We didn't get to teach Brother Yang, our delivery guy investigator, this week. In fact, we didn't get to teach a single lesson to an investigator this week. One, because we didn't have time, but Two, because we just don't really have anyone to teach right now. But we'll find some. Hopefully sooner than later. One thing that I forgot to say about our lesson with Brother Yang last week is that Elder Jung did a really good job. He was pretty direct with him and bore powerful testimony about the power and blessings of praying daily. Elder Jung has told me that he didn't really pray a whole lot before the mission and didn't even pray a lot at the beginning of his mission, but we've talked about it and the importance of sincere prayer, and Elder Jung has been doing really good with that while we've been together. So it was really cool to see him be able to bear powerful witness about the strength that comes from prayer because he personally felt and experienced it. Just like Alma talks about in Alma 5:45-46 and John 7:17, if we put in the work we can gain a testimony and surety of the truthfulness of these things.
At the last part of his training, President Ringwood talked a little about Moroni 10:30,32. It's the last exhortation of Moroni 10... Come unto Christ.
"Yea, come unto Christ, and be perfected in him, and deny yourselves of all ungodliness; and if ye shall deny yourselves of all ungodliness, and love God with all your might, mind and strength, then is his grace sufficient for you, that by his grace ye may be perfect in Christ; and if by the grace of God ye are perfect in Christ, ye can in nowise deny the power of God."
The wording here is pretty specific.
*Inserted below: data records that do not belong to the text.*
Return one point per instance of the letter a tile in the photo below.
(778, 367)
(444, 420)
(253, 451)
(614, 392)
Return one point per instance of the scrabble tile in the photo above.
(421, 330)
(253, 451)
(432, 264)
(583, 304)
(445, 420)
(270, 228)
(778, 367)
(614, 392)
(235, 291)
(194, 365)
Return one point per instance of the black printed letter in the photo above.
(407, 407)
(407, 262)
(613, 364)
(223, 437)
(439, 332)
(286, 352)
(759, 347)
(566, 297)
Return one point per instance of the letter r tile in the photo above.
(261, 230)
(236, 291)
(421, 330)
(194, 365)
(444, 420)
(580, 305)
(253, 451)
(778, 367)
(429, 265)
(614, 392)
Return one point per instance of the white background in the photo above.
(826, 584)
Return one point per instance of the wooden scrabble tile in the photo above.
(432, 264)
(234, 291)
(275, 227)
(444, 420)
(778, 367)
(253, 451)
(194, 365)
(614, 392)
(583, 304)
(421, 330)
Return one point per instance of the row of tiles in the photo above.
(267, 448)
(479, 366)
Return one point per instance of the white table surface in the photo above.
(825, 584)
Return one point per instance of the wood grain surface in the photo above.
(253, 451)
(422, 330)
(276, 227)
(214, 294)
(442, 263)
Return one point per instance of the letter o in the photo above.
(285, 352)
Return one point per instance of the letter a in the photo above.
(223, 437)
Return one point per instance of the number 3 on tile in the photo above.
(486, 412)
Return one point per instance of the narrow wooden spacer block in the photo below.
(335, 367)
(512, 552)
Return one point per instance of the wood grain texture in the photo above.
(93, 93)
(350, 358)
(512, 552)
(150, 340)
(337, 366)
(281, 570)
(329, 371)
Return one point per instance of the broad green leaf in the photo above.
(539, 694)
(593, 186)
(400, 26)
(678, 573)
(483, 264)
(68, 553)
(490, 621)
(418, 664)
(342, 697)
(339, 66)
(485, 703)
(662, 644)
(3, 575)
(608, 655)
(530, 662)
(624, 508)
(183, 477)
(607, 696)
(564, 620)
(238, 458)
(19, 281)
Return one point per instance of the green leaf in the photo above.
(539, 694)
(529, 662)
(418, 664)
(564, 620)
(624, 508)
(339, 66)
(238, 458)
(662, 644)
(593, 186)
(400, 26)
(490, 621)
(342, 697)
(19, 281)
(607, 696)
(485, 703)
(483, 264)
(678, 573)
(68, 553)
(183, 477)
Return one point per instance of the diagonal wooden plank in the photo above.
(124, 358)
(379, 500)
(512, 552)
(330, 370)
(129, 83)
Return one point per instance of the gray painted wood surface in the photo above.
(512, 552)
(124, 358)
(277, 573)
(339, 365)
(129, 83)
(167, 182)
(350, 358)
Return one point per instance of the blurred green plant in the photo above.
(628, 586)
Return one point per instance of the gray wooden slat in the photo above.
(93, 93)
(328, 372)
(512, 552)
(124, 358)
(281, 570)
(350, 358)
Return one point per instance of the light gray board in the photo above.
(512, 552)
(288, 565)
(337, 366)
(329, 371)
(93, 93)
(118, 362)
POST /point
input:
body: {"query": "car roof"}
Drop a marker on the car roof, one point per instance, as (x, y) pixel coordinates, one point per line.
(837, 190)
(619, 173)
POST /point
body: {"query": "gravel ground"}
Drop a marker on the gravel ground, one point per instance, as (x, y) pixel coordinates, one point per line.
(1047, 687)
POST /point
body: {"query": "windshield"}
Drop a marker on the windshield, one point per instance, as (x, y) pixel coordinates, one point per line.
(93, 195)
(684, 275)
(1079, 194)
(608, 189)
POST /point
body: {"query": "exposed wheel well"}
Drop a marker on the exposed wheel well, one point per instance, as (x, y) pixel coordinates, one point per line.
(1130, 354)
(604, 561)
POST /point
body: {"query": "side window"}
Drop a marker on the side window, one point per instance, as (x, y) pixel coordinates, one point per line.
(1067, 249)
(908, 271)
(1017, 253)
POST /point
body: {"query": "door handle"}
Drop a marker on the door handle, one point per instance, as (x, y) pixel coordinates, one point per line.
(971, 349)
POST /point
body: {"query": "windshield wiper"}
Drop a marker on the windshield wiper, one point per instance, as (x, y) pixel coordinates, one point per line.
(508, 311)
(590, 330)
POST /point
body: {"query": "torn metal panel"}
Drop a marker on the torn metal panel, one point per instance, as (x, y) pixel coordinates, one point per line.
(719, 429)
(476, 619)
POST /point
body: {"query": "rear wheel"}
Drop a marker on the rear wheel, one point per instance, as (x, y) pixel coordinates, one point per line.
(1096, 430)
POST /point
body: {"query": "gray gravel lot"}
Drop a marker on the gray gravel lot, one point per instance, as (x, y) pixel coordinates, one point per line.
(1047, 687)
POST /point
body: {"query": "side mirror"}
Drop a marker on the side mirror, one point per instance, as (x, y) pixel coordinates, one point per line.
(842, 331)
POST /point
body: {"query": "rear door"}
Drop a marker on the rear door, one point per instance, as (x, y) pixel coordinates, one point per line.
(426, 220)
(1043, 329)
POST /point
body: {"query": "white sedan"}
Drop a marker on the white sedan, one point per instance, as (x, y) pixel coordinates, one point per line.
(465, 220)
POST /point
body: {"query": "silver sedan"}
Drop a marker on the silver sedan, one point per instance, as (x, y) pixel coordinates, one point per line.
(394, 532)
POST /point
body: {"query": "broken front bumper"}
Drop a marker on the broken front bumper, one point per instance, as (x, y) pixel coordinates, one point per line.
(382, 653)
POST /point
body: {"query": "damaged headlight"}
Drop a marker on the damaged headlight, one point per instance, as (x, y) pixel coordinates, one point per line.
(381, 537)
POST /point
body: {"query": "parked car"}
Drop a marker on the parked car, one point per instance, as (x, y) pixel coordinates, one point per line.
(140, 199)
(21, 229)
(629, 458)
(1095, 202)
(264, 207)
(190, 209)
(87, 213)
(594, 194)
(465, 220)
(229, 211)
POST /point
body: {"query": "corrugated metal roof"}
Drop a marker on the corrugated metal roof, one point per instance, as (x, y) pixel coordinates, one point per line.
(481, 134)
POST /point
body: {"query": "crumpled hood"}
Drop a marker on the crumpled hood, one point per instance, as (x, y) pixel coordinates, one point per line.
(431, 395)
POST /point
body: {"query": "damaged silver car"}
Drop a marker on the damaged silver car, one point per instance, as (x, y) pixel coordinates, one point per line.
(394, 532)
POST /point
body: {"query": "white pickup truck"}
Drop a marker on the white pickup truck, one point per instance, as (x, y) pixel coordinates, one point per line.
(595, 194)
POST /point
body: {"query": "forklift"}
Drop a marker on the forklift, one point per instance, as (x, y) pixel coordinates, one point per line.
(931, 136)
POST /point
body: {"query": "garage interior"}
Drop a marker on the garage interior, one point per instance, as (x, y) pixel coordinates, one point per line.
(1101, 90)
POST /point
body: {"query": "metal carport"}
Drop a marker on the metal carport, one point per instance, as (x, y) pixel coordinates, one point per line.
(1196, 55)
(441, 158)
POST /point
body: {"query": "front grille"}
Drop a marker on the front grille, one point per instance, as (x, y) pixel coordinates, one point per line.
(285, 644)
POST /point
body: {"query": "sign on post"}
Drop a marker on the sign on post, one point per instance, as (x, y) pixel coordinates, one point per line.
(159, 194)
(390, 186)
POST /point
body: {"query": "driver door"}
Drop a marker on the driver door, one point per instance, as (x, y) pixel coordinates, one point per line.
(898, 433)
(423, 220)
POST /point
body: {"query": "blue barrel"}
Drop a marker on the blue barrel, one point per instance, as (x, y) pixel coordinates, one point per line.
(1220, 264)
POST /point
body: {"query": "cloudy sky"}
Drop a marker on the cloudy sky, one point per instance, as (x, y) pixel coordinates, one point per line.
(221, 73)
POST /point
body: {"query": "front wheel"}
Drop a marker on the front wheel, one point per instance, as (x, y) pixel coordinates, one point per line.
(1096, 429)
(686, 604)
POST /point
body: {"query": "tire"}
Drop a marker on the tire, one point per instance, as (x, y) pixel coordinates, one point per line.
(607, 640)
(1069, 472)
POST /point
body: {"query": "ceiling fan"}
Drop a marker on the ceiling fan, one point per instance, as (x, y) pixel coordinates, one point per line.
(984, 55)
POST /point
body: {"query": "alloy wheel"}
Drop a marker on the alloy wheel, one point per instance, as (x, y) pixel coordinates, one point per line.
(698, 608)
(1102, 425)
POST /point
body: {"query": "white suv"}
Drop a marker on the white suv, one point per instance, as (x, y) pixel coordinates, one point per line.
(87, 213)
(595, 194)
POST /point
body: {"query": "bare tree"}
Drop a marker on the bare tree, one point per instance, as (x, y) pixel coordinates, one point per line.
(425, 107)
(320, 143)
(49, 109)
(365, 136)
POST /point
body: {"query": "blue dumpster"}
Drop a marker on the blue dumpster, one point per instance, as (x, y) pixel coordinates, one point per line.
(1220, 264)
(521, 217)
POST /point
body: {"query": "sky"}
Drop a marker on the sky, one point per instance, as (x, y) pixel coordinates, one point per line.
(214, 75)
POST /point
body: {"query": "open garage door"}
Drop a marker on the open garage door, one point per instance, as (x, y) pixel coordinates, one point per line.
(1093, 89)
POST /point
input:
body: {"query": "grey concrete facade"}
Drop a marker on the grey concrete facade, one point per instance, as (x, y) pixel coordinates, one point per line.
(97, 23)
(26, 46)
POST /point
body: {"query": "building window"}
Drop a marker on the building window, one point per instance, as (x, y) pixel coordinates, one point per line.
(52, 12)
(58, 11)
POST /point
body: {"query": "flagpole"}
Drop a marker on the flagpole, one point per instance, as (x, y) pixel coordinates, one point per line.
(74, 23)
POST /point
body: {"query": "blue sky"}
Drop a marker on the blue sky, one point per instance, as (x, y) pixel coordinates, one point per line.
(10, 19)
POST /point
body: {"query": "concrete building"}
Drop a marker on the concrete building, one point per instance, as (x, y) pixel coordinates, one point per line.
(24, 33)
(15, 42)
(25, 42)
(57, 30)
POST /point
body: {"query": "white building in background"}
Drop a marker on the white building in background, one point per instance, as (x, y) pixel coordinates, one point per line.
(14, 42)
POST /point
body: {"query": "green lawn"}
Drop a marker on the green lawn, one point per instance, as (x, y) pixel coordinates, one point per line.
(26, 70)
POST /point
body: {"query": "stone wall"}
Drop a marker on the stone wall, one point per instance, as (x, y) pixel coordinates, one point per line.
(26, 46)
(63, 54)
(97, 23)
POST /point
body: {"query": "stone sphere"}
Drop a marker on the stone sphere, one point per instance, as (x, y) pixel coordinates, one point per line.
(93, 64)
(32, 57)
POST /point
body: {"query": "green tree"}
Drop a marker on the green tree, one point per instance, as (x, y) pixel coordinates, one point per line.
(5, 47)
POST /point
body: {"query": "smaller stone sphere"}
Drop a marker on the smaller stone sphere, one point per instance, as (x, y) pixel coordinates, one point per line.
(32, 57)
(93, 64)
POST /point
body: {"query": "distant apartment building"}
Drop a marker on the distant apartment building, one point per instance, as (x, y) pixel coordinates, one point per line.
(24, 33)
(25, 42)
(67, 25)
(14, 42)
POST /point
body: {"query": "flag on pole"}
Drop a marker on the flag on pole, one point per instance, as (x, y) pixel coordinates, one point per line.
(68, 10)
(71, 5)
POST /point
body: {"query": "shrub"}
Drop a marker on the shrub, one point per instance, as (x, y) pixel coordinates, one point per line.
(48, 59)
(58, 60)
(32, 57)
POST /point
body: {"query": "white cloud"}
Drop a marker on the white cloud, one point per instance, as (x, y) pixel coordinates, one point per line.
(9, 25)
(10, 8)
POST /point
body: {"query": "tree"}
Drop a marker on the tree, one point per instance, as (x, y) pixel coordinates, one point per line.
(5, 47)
Through his grace, we can become perfected. Christ became the example, he showed the way, and provided the means. It is because of his matchless Atonement that we obtain mercy and grace, and through that we can become perfected. It's something that definitely takes much longer than our time here on earth, but it is a truth that is real. While that truth may have been lost for a time and may not be believed by all churches, it is a truth that is made clear in the holy scriptures and modern revelation. We can, through our works and desires and efforts, become perfected in Christ. What a wonderful promise.
I love you all and hope you have a wonderful week!